Вот этого коленопреклонения Малцаг жаждал всей душой. И он прилично продержал купца, пока сам к нему не подошел, слегка помог встать, при этом фамильярно потрогал оплывшие бока.
— А ты не очень-то и похудел, — съязвил кавказец, — видать рано я тебя из подземелья достал, — он ущипнул его в неприличное место. — Ну что, рассказывай, ты-то как угодил в немилость? Вроде всех правителей подкупил.
— В том-то и дело, — тяжело дыша, встал Бочек, боязливо, недоверчиво поглядывая на кавказца, — всем помогаю, это участь богатых людей. Вот и Фараджу помог, за это чуть. — он замолчал, тень пробежала по его обвислому, блеклому лицу. — Спасибо, Малцаг, вовек не забуду. Прости меня.
— Постой, постой, — оборвал его причитания эмир. — С какой стати ты Фараджу помогал? Ведь, как я знаю, ты новую власть сюда поддержать приехал?
— Власть и политика меня не интересуют.
— Тогда что? — изменился тон эмира, стал сух и тверд. — Говори, как есть. Соврешь, обратно упрячу… ты знаешь, я этого хочу, ты заслужил. Говори.
— Скажу, — совсем обмяк купец. На его размер халат не нашли, в обтяжку, так что все выпирает, свисает огромный живот. — Тамерлан послал, к обоим.
— Чтобы перегрызлись и ослабли? — додумывает Малцаг.
— Наверное, — тих голос купца.
— Так, получается, что Тамерлан не тот правитель, которого ты можешь купить, а, наоборот, он тебя подкупает.
— Тамерлан баснословно богат. А после Индии весь мир купит, — когда речь зашла о деньгах, глаза купца заметно оживились. — Ты слышал об алмазе махараджей? Теперь «Рубин Тимура» он этот камень назвал. Я видел — чудо, с мой кулак.

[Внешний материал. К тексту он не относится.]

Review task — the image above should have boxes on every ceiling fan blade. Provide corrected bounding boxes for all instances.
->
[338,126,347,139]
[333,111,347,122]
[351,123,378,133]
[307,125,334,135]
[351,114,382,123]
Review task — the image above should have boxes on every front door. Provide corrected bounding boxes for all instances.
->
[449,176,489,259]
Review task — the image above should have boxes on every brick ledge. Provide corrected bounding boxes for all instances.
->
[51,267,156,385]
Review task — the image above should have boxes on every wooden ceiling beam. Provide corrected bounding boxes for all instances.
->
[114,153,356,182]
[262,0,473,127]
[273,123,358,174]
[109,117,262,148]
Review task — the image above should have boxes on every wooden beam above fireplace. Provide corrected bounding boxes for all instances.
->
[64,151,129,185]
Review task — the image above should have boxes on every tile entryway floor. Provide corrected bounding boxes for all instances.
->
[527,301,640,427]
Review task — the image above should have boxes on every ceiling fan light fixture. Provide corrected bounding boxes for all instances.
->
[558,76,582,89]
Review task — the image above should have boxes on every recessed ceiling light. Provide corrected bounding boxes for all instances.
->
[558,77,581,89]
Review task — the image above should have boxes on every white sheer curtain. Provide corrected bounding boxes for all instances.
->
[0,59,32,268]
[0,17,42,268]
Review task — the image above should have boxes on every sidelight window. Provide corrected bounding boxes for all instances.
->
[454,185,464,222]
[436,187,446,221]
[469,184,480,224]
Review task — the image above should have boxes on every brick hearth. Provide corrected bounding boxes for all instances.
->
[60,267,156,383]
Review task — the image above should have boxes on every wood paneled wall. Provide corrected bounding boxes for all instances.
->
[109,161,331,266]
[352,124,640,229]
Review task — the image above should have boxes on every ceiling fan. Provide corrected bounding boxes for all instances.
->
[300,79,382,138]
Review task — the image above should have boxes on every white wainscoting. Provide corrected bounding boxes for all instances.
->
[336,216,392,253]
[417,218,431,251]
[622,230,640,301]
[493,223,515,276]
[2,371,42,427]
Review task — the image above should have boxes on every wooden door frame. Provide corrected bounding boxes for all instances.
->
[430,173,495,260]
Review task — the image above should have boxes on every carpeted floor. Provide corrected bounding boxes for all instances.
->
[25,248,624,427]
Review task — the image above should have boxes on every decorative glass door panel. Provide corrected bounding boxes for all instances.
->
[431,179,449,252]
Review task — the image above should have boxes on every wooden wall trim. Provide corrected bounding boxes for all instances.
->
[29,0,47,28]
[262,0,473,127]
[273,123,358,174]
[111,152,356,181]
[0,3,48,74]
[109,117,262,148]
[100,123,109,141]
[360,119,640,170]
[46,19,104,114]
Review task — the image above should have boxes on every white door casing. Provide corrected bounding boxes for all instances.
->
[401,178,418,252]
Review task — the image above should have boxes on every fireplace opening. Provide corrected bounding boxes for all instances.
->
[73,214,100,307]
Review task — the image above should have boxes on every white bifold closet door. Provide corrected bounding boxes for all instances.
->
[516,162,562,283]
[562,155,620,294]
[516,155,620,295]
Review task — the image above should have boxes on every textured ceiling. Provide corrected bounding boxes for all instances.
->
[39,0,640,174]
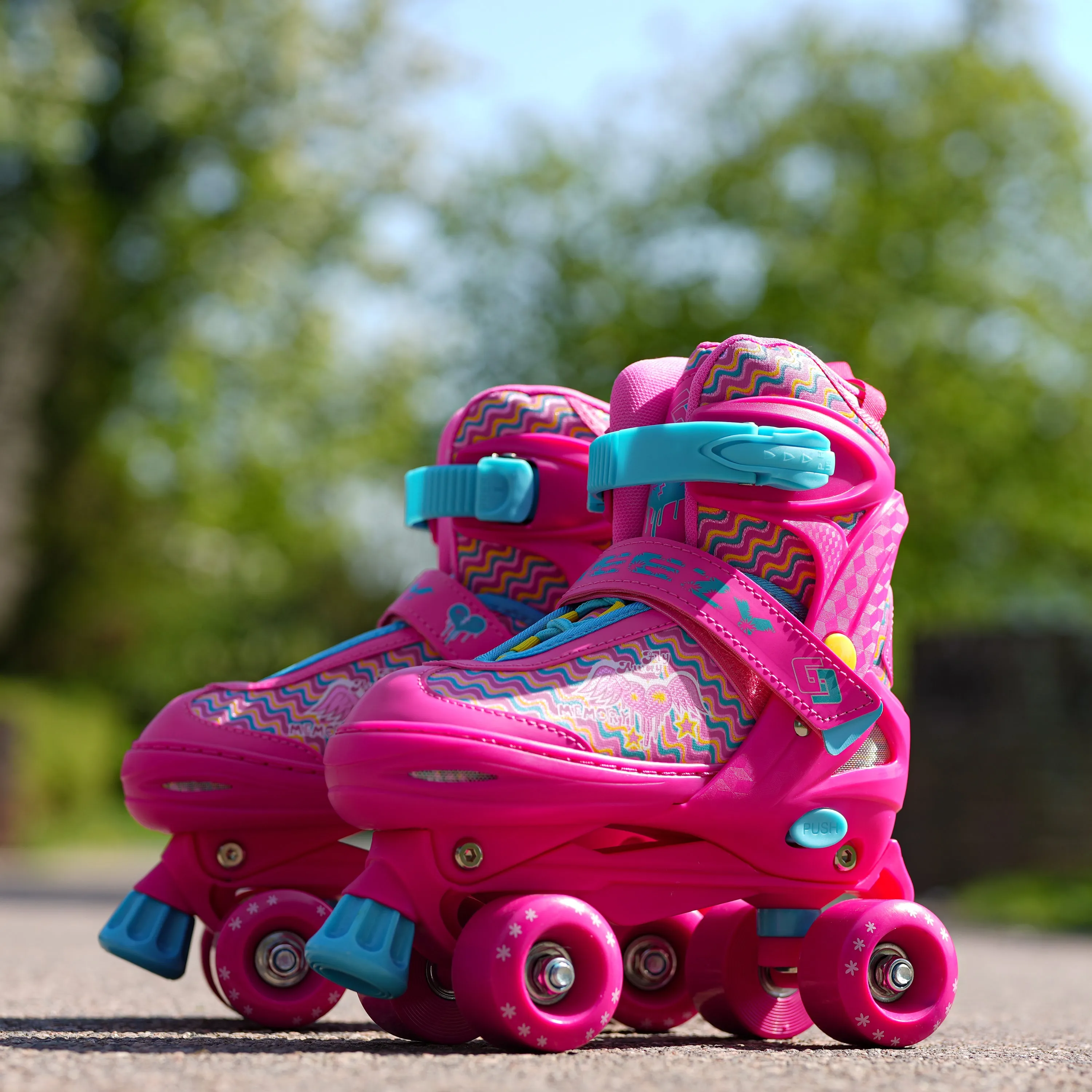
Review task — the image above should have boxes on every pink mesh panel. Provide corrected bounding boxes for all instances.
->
[609,356,686,543]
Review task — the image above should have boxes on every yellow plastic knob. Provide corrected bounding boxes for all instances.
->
[822,633,857,670]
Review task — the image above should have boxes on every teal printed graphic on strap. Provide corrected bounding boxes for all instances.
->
[561,537,883,755]
[587,420,834,512]
[406,455,538,527]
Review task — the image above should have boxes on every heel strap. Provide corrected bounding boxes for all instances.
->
[405,455,538,527]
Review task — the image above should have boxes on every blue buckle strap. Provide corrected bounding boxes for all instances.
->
[587,420,834,512]
[406,455,538,527]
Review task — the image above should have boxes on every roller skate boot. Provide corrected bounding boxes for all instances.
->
[99,387,610,1026]
[308,336,957,1052]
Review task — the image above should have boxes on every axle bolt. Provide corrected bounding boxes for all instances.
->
[216,842,247,868]
[834,843,857,873]
[455,842,485,868]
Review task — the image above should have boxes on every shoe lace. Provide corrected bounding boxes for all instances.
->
[497,598,626,660]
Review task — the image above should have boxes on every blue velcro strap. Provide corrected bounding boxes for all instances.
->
[587,420,834,512]
[305,894,414,998]
[98,891,193,978]
[406,455,537,527]
[758,909,819,937]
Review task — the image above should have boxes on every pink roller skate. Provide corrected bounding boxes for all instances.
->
[307,336,956,1051]
[99,387,609,1026]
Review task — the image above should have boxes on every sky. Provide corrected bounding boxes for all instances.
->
[407,0,1092,154]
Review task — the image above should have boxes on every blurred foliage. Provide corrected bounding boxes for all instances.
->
[0,679,153,845]
[0,0,435,726]
[957,873,1092,933]
[444,23,1092,640]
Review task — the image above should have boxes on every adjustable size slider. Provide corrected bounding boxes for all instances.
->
[406,455,538,527]
[587,420,834,512]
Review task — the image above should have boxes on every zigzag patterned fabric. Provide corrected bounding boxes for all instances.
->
[190,640,439,755]
[698,505,816,607]
[672,334,888,448]
[452,391,607,451]
[425,626,755,765]
[455,534,569,614]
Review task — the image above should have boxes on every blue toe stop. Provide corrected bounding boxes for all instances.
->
[307,894,414,999]
[98,891,193,978]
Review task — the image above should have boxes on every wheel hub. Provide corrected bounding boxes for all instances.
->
[524,940,577,1005]
[254,929,310,989]
[868,942,914,1005]
[622,934,678,990]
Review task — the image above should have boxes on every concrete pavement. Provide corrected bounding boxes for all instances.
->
[0,887,1092,1092]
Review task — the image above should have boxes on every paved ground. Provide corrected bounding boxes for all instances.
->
[0,862,1092,1092]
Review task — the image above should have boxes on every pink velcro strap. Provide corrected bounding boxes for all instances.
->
[380,569,512,660]
[561,538,883,732]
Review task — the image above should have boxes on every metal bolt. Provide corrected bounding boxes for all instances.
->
[868,942,914,1005]
[254,930,310,989]
[622,934,678,990]
[425,963,455,1001]
[523,940,577,1005]
[834,842,857,873]
[455,842,485,868]
[216,842,247,868]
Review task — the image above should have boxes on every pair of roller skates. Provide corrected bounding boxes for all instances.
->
[104,337,957,1052]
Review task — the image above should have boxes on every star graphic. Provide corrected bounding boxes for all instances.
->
[675,713,701,739]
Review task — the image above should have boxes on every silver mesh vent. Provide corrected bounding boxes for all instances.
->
[834,728,891,773]
[410,770,497,784]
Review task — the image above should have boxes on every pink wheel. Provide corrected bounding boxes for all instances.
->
[686,902,811,1038]
[615,911,701,1031]
[360,951,477,1046]
[201,925,230,1008]
[212,891,345,1028]
[799,899,959,1046]
[451,894,622,1053]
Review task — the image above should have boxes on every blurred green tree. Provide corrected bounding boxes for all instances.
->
[437,25,1092,655]
[0,0,436,717]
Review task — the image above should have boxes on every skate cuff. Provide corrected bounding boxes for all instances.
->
[406,455,538,527]
[590,420,834,512]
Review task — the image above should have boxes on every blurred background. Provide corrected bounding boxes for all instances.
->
[0,0,1092,928]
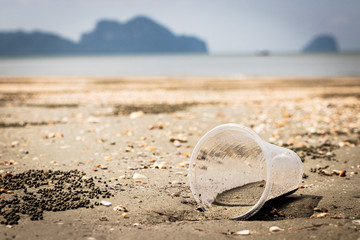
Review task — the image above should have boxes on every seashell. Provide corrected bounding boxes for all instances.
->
[113,205,128,212]
[133,173,147,180]
[129,111,144,119]
[179,161,190,167]
[153,162,167,169]
[234,230,250,235]
[173,140,181,147]
[145,146,157,151]
[310,212,329,219]
[171,180,182,185]
[86,117,101,123]
[100,200,112,207]
[269,226,284,232]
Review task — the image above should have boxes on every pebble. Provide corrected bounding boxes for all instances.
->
[269,226,284,232]
[173,140,181,147]
[86,117,101,123]
[129,111,144,119]
[0,170,111,225]
[234,230,250,235]
[179,161,190,167]
[113,205,128,212]
[310,212,329,219]
[11,141,19,147]
[153,162,167,169]
[133,173,147,180]
[352,219,360,226]
[171,180,182,185]
[100,200,112,207]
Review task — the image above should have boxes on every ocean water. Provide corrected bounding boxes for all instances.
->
[0,54,360,78]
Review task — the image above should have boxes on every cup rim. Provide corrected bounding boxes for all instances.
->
[189,123,272,220]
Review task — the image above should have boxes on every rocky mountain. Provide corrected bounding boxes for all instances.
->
[0,16,207,56]
[302,34,339,53]
[79,17,207,53]
[0,31,76,56]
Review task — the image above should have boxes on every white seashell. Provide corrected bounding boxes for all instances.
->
[234,230,250,235]
[171,180,182,185]
[133,173,147,180]
[86,117,101,123]
[269,226,284,232]
[179,161,190,167]
[153,162,167,169]
[173,140,181,147]
[353,219,360,225]
[101,200,112,207]
[129,111,144,119]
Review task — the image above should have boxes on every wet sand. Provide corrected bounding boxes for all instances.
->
[0,77,360,239]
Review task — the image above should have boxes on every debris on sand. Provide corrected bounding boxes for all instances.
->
[233,230,250,236]
[0,170,112,225]
[129,111,144,119]
[269,226,284,232]
[100,200,112,207]
[133,173,147,180]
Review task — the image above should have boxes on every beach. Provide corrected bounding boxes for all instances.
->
[0,76,360,240]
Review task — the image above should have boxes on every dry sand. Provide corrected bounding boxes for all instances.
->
[0,77,360,240]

— Меня это «чудо» не интересует, — грубо перебил Малцаг. — И этот подонок еще свое получит… впрочем, вначале я рассчитаюсь с тобой, хе-хе, — вновь ухмылка на его лице. — Ты мои пятки помнишь? Показать?
— Мстить собрался? Мсти! — некие нотки вызова в тоне купца. — Но вначале, будь добр, как бывший раб, выслушай раба, — тяжело ему стало говорить, видно, ком горечи подкатил к горлу, увлажнились глаза. — Вот в таком возрасте, — он провел рукой у колен, — на моих глазах варвары вырезали всю семью, и я попал в рабство. С тех пор не то что в пятки, а во все дырки моего тела каждый день совали мерзкую мужскую плоть. Я вынес, выглотал, вылизал путь к своему богатству. Ты не знаешь, что я пережил, но дрянью я не стал, и пример тому хотя бы один: я и ты знаем, что твой земляк Молла Несарт упросил главного евнуха Тамерлана не кастрировать тебя вопреки указу. Я эту тайну сохранил и буду хранить, потому что знаю, что такое рабство, тем более кастрат, — он уже уверенно держится, смотрит прямо в глаза Малцага. — А говорю так, потому что знаю, ты благородных кровей, а иначе сидел бы ныне вон там, — он кивком указал на трон и, чуть погодя, добавил: — Вообще-то ты прав — гиблое место, и не лезь — эшафот из костей.
Бочек еще о чем-то говорил, но Малцаг его уже не слушал, он мысленно куда-то улетел, оказывается, в свое прошлое, и об этом вопрос:
— Молла Несарт меня не раз спасал. А где он сейчас?
— На юге Кавказа, в Тебризе. Там правит сын Тамерлана придурок Мираншах. А Молла при нем важный чин, а больше какой-то обсерваторией занимается, все на небе счастье выискивает, раз на земле нет, — вдруг он резко спросил: — Ты меня отпустишь?
— Отпущу, — погрустнел почему-то Малцаг, — только один вопрос, — он заходил по ковру, как бы обходя знаки, встал, в упор глянул на купца. — Ты столько насилия сам пережил, а на этом же разврате империю возвел?